MLOps: More Than Automation

Recently, there has been a lot of talk about MLOps from the DevOps and software engineering perspective. The message often comes across as, “Hurry, DevOps community, let’s set some standards before MLOps reinvents the wheel,” or “The purpose of MLOps is to allow anyone who knows how to code to get ML into production.” Let me tell you, as a data scientist this disappoints and sometimes scares me. Why? Because neither of these points of view captures the pain of the data scientists or the people that are subject to ML algorithms.

A good example of this attitude toward MLOps is Google’s recent announcement. If you have read Google’s blog, you’ll see that some of the pain points they have identified are needs for data scientists: We do need continuous evaluation, continuous monitoring, metadata management and lineage and a feature store for collaboration. But where I find the announcement falls down for me is in the company’s goal “to make machine learning act more like computer science.”

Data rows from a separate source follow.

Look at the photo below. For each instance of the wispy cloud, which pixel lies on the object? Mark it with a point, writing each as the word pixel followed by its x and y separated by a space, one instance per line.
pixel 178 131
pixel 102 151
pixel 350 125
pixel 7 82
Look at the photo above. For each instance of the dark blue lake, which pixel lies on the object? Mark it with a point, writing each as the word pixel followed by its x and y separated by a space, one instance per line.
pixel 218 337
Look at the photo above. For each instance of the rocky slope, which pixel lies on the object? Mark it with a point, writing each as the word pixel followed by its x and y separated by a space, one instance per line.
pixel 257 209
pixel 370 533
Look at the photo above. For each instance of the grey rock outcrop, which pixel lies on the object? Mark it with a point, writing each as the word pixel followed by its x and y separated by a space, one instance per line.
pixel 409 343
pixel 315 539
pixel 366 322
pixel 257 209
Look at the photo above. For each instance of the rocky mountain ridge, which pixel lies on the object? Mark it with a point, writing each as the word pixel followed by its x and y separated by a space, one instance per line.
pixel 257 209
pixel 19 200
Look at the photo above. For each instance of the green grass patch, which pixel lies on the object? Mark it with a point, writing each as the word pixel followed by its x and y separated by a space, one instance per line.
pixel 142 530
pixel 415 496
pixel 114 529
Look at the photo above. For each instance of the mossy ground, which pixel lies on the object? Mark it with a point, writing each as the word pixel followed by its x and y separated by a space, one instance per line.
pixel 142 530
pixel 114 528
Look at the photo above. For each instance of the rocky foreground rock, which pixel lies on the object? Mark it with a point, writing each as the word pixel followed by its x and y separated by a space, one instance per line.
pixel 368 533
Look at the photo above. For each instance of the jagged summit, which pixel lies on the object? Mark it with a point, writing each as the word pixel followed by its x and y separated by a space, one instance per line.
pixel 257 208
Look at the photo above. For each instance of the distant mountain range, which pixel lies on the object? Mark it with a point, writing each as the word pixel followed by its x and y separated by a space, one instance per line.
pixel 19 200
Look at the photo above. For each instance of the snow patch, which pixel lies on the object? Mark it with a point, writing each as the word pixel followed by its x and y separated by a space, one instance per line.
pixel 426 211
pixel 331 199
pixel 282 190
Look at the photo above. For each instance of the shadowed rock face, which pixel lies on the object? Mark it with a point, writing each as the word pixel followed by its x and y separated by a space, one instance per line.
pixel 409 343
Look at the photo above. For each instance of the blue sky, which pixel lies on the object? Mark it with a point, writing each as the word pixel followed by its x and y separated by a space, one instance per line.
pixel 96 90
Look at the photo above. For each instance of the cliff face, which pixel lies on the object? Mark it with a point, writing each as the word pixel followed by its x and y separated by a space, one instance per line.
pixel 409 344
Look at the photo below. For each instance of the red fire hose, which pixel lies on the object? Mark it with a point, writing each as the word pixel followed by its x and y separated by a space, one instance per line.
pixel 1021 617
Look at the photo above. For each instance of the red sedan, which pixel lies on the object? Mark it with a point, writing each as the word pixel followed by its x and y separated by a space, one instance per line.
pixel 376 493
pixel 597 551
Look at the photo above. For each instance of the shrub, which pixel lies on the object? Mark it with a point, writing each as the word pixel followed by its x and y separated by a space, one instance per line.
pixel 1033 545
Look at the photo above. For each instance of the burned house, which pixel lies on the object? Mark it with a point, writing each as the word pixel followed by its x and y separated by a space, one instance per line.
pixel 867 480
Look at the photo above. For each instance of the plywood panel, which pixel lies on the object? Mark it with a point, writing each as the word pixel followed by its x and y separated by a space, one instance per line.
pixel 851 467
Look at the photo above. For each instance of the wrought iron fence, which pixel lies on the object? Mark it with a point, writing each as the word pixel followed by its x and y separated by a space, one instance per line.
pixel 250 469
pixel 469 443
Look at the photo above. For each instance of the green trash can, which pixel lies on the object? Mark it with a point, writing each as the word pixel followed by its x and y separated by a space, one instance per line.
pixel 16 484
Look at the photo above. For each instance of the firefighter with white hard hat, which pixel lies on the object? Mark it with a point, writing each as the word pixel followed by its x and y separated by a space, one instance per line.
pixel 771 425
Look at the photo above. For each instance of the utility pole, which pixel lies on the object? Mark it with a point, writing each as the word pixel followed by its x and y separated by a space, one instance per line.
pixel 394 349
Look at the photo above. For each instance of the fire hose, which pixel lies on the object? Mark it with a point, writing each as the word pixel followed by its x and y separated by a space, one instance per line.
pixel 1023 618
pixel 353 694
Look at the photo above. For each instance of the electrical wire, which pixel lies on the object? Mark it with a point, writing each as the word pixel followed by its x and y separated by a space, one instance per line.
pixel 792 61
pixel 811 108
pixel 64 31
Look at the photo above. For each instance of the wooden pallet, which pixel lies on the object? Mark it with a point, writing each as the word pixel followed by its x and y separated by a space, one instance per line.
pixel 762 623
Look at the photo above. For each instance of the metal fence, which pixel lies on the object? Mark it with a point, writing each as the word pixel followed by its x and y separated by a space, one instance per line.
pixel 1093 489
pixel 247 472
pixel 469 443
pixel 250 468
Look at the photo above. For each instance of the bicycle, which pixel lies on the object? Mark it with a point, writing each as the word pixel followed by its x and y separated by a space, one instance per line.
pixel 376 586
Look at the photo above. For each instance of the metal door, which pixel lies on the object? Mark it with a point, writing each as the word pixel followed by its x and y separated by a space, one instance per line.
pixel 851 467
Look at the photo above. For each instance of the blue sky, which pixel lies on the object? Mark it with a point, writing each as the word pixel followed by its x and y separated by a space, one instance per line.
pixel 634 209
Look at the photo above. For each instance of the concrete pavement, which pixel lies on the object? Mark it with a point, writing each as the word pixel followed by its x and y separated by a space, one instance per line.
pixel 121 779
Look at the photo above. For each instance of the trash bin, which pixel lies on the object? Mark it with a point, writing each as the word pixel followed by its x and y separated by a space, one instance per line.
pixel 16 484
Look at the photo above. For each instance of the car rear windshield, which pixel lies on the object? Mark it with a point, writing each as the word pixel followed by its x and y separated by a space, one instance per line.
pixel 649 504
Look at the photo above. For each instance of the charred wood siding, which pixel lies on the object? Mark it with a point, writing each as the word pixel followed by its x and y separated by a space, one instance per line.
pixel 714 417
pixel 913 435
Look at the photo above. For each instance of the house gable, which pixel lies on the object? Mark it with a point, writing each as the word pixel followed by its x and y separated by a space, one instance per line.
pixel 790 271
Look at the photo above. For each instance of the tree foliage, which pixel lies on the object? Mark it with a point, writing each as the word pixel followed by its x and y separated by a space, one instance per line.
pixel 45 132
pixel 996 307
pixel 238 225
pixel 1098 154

Here’s the reality. DevOps wasn’t created to make software development behave more like a different field. It was created as a set of principles to enable software engineers to quickly and easily apply incremental improvements based on the needs of their customers, with a focus on quality. MLOps is more than automation. Centering on the needs of the users and the customers is what made developing products, ideas and a set of principles successful as DevOps.

For MLOps to learn from DevOps, we must center the needs of data scientists and the people that are impacted by their models first. It isn’t enough to say that practicing MLOps means advocating for automation and monitoring at all steps to do things faster. Without this focus, we will see an increase in the deployment of models that have uninspected and unintended consequences that often disproportionately impact marginalized communities.

So, as a data scientist, what is it that I need? Keeping up with the latest and greatest event streaming services, distributed systems or methods of continuous deployment of integration isn’t where my mind lights up. I would like to spend most of my time understanding the domain space of the model I’m about to build, the nuanced impact of that model and whether it’s going to meet the needs of my customers and the people they serve.

There are a few ways to notice if you’re applying MLOps basically as a Band-Aid, a way to just go faster, that will ultimately break down. When looking for a solution to automate, consider if you’re only reducing the work required for manual processes or if you’re also enabling data scientists to focus on the hard problems they’re trained to tackle. Another way to look at your MLOps practice and tools end-to-end is to see if they allow your data scientists to know the impact of their models across more dimensions than just the outcome. Let’s take a few examples.

Automation of Data Pipelines Can Slow You Down

Today, data engineers have been reluctant to allow data scientists to have access to all of the data that exists in all of its forms. There are many reasons I’ve been given in my years of experience, some of which are good, such as not all of the tools that data scientists have available for experimentation support all of these data sources. Other reasons, however, might include grumbling about creating additional work for data engineers. It’s a continuous challenge to get data such as event streams into a format that can be explored by data scientists. Each new feature I hope to create comes at a cost to other teams.

With our shiny new culture of MLOps, someone proposes a solution: Automate! But, remember, MLOps is more than just automation. This is a great place to stop and look at the data scientist’s workflow and find a way to automate a solution that fits their needs and gives them new capabilities while reducing the work on the data engineering team.

A simple automation instinct might look like this: Ask data scientists to list out all the data they’ll ever need, and create batch jobs to serve up those needs. A better solution would be to find a way to connect multiple types of data sources to a single environment, allowing data scientists to explore data as it becomes available. Then create features and make them available for production without having to change development environments or languages or to be proficient in reading crystal balls to know what data they’ll need into the future.

Continuously Monitoring the Wrong Things

Another common pitfall of applying MLOps without focusing on the people your ML models will ultimately impact is using continuous monitoring only to measure performance, without tracking the impact of your features across various demographics. It’s not enough to check—one time—that your models aren’t systematically disadvantaging marginalized groups. We need to do this continuously.

People change, so do our biases and patterns. It’s easiest to conceptualize this for me in our use of language over time: The words are the same but their impact changes. We often don’t know that the underlying data has changed because society itself has evolved. But we can commit to measuring the impact across dimensions to react quickly, ultimately reducing harm.

Ultimately, MLOps isn’t just about automation. It is also a set of principles to guide how we build tools for sharing outcomes. At my company, we are thinking about ways to help identify and flag data and features that could introduce bias in our feature store product.

The gains from efficient ML development are significant. Data scientists and data engineers are sharing new tools to speed development and foster collaboration at higher velocity. And with better tools and processes, we are able to share responsibility for productionizing ML. MLOps, at its best, incorporates these components and more into your organization.

If we’re not careful, however, teams will focus on making data scientists more like software engineers, vendors will create tools that fail to address the entire problem, and companies will spend millions of dollars on quickly releasing models that fail to serve their customers—ultimately at the cost of humanity.